What I am finding is the big struggle is that the buildings cost insane amounts of production and production is very hard to get in any reasonable quantity. Most buildings seem to not be powerful enough to justify their cost.

Totally agree. But I think we must keep difficulty level in mind.
I've played Egypt on Warlord (my first game, demo), have rushed War Chariots, conquered the Greek's and German's capital city and had a happiness level of -2 (about 1000BC). 1 turn later a happiness buidling finished, so happiness was no big problem. I've expected, that early warmongering would've been more difficult and the happiness pain of conquering cities very high, but in low difficulties it can be disregarded.
I will try my next game on a harder difficulty and will check, if happiness will be a bigger concern.

remconius
Sep 22, 2010, 03:57 AM
I did notice the same. It's not so easy to get some proper production in my cities. Mining is very important.

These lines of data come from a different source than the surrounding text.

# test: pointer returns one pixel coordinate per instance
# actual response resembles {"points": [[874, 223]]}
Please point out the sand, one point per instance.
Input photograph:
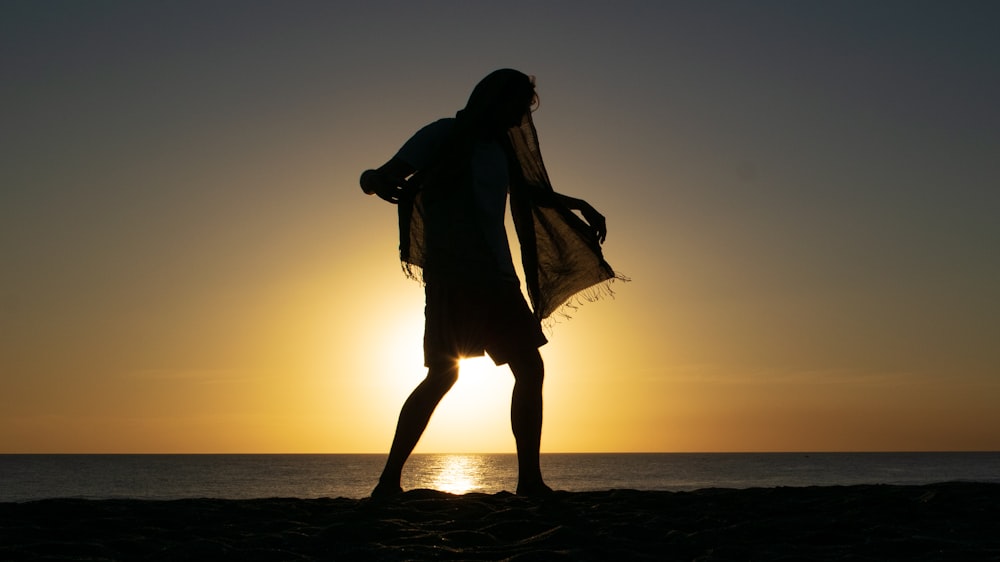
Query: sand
{"points": [[953, 521]]}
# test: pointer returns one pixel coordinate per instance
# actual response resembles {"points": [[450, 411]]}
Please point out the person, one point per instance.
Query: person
{"points": [[451, 182]]}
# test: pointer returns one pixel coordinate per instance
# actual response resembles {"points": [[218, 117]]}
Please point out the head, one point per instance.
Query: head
{"points": [[500, 101]]}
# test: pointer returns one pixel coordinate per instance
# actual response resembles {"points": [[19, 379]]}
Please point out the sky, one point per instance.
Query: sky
{"points": [[804, 195]]}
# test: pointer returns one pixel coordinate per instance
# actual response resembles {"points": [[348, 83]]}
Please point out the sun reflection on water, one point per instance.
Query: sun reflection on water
{"points": [[455, 474]]}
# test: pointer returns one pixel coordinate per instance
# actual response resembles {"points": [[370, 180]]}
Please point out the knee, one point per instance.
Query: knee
{"points": [[442, 375]]}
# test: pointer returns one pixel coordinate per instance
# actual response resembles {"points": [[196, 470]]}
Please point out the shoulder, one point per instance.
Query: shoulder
{"points": [[422, 146]]}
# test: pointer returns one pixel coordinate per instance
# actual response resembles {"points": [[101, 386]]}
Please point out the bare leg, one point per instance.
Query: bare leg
{"points": [[526, 421], [413, 419]]}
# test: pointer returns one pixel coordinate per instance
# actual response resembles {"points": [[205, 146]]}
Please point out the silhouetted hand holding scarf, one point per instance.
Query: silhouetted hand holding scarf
{"points": [[560, 252]]}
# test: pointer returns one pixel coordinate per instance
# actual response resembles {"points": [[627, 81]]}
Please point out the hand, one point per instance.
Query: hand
{"points": [[596, 222], [378, 183]]}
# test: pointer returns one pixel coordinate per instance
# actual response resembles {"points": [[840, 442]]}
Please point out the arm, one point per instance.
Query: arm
{"points": [[593, 218], [388, 181]]}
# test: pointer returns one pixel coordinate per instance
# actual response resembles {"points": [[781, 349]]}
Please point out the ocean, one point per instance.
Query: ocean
{"points": [[166, 477]]}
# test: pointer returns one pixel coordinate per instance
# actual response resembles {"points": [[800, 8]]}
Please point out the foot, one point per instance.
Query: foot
{"points": [[383, 491]]}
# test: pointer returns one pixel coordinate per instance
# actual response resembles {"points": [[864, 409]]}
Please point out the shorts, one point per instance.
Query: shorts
{"points": [[468, 320]]}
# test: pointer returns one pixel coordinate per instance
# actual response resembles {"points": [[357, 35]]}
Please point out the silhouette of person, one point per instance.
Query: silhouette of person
{"points": [[451, 182]]}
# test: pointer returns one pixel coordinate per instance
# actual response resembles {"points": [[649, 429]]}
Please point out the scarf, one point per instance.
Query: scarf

The challenge in happiness comes later on when the fixed happiness runs out and the you want to continue to grow. Early on each luxury of +5 is great. But once you have all of them it can be tricky to grow more.

mcmpan
Sep 22, 2010, 06:28 AM
Ok, so I've just played with Egypt again on King.
I did a War Chariot rush again, conquered Athens by 2040bc and happiness went down to -3. I think it will be really hard to conquer a second capital, although I haven't lost any unit.
But now every city state seeks for help against barbarians and War chariots are great for this mission. I think this can be a viable early strategy on higher difficulties:

Beeline to Animal Husbandry, build Chariot Archers / War Chariots, rush first civ, use units to help city states and build a good economy.

Drawback is, that you need horses (except for Egypt).

Gath
Sep 22, 2010, 02:44 PM
Ok, so I've just played with Egypt again on King.
I did a War Chariot rush again, conquered Athens by 2040bc and happiness went down to -3. I think it will be really hard to conquer a second capital, although I haven't lost any unit.
But now every city state seeks for help against barbarians and War chariots are great for this mission. I think this can be a viable early strategy on higher difficulties:

Beeline to Animal Husbandry, build Chariot Archers / War Chariots, rush first civ, use units to help city states and build a good economy.

Drawback is, that you need horses (except for Egypt).

Make them puppets, don't annex them. You can always annex them later.

Ahriman
Sep 22, 2010, 03:02 PM
Even with puppets, the extra pop hurts your happiness. But yes, always puppet, you almost never want to immediately annex.
[Main exception, you can't buy units in puppets, so sometimes you want to instant-annex so you can buy more units in the right place.]